Try a Carrot-and-Stick Approach With Your Nonprofit Board
Who's making the decisions about fundraising budgets and investments at your nonprofit? Is it your board members? Is it your CEO?
Do they understand a lot about fundraising?
Many of my colleagues tell me they have a terrific challenge getting their leaders to make strategic investments in fundraising. The problem is that the decision makers look at fundraising as a "cost center" and not as a "profit center."
I have had more than one CEO say to me, "I don't know whether to believe my staff." Whew.
I think we should all talk about profit more. Let's talk about how much profit we make from our different fundraising strategies. Let's educate our leaders to think differently about fundraising. Here's a great strategy to coax your leaders into making the right kind of fundraising investments:
The carrot-and-stick approach
First, the carrot: Start talking about how much money we leave on the table each year because we don't have the resources to go after it. Leaving money on the table gets people's attention.
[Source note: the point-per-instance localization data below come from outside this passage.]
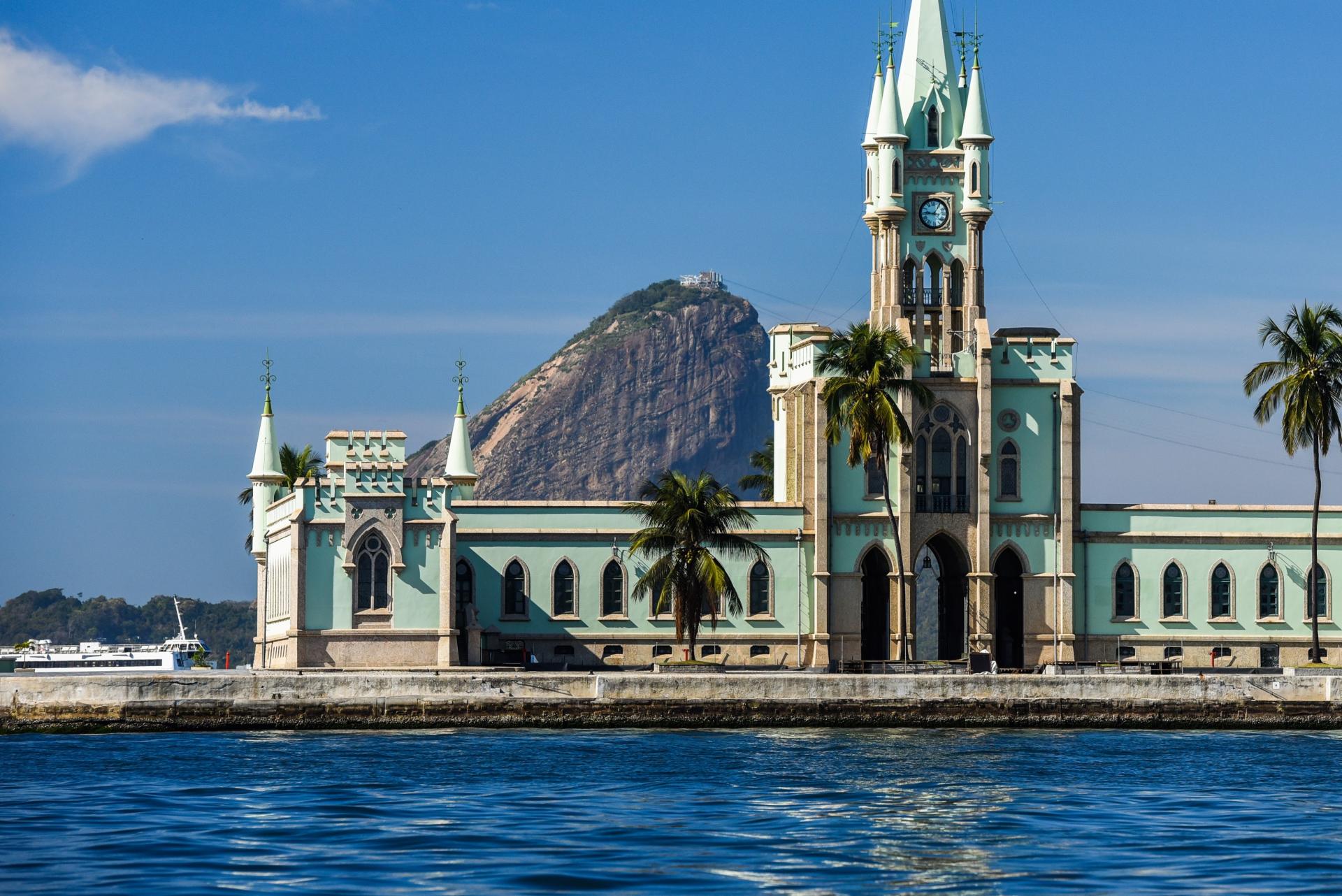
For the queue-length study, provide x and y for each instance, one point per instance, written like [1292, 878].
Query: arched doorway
[942, 581]
[1008, 612]
[875, 605]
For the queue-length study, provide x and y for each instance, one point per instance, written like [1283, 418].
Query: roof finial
[879, 42]
[268, 379]
[964, 39]
[893, 34]
[461, 380]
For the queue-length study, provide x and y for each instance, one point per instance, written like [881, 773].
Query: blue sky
[367, 188]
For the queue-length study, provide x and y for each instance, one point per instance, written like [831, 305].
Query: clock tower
[926, 188]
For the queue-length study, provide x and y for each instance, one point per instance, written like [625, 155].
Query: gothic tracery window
[565, 598]
[1008, 471]
[758, 589]
[941, 462]
[465, 582]
[514, 589]
[1125, 592]
[1220, 592]
[372, 575]
[1172, 592]
[612, 589]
For example, you can probably improve your fundraising bottom line if you had more time and resources to spend with your major-donor prospects.
Add up the dollar potential of your major-gifts prospects that is just sitting there on the table because you don't have the time and staff to go after it. I bet your total is a serious number that can get you attention!
Other ways you can improve your bottom line by making investments:
- Online gifts: Improving your website and donation page could yield a significant increase in online gifts.
- Donor retention: A stronger post-gift donor communication program can increase your donor retention. If you increased donor retention by 10 percent, how much would that yield?
- Fall fundraising campaign: Enhancing your year-end fundraising campaign with more follow-ups and more channels could significantly increase your bottom line.
- Events and auctions: Perhaps you can reorganize your gala and auction and project a net increase of 10 percent or more?
Explaining to your leaders how much money you leave on the table helps them understand that investing in fundraising does bring terrific returns.
Then the stick: What's the stick approach? Here's a phrase to use: "This money is not going to just walk in the door."
I like that phrase because it's not pleading for more resources. It can't be perceived as whining or begging or "we just can't do it all" — which never really works with higher-ups, in my opinion.
Try using this businesslike wording to get their attention, and you will eventually educate your decision makers on how fundraising really works today. You'll be happier, and your organization will enjoy higher fundraising totals. This is a win-win strategy!